Atterissage immédiat à Valdez, à prononcer Valdizzzz comme disease (maladie) : Harry Crews, journaliste déjanté débarque pour Playboy au cœur de ce qui n’est que le début de la construction du plus grand et plus controversé oléoduc d’Alaska.
Problème : il ne se passe pas vraiment grand-chose, et alors que le froid dégueulasse colle aux basques comme la dépression, pas grand-chose de plus à faire que d’observer tout le bordel se construire tandis que les machines tournent H24 parce que le froid les empêcherait de redémarrer, permettant aux esquimaux bourrés de tranquillement tenter de défoncer les campements en pelleteuse.
Alors il faut bien picoler, entre deux fish fry, et on le fait bien dans ce Descente à Valdez sorti aujourd’hui aux éditions Allia qui nous avaient déjà gratifiés au printemps d’un excellent (quoique plus décousu) KO à la 8e reprise (la critique par ici) sur les coulisses du combat du siècle.
Sauf qu’au trop chaud succède le trop froid, mais avec la même dose de freaks et de marché noir : Hap, le cuistot dingo complètement disjoncté de s’être fait arnaquer sur un radio réveil foireux, une autochtone enceinte prête à danser le two-step tout en montrant la montre en or de son mari, une partie de pêche au saumon avec des dégueuleurs (comprenez des gens du « Dehors », soit le reste des USA, venus s’encanailler avec le mal de mer) et un duo improbable de tatoueurs/tatoués sous hormone qui n’aurait pas dépareillé dans un Thomas Pynchon, etc etc.
- En attendant Godot au pays du pétrole
Méfions-nous toutefois de la truculence, car cette galaxie de trognes et d’attitude rongés sous l’acide du délire gonzo et des litres de bières ne doit pas masquer le véritable sous-texte : ce que Crews raconte, c’est l’histoire d’un monde sur le point de basculer.
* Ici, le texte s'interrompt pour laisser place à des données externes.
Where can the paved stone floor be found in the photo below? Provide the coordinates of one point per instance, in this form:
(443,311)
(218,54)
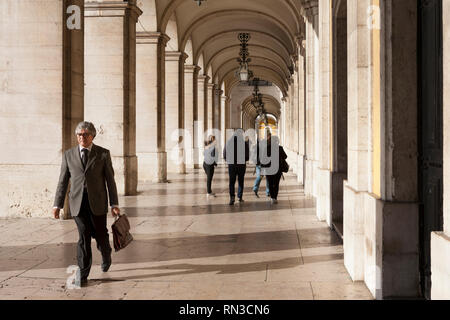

C’est le grand génie du texte que de placer ce reportage au moment où justement il ne se passe rien : l’oléoduc commence à peine, et Valdez se prépare à peine à accueillir la masse qui déferlera sur elle :
« Tu le crois pas que je m’en fous ? Ce boulot va faire rappliquer tous les flambeurs, promoteurs, artistes branchouilles, escrocs, maquereaux et dealers… Ils vont être comme aspirés ici du Dehors. Et après, ils seront partout. Ils vont envahir le pays, chaque cité, chaque ville, chaque village, comme des vers dans la viande. » (p.43)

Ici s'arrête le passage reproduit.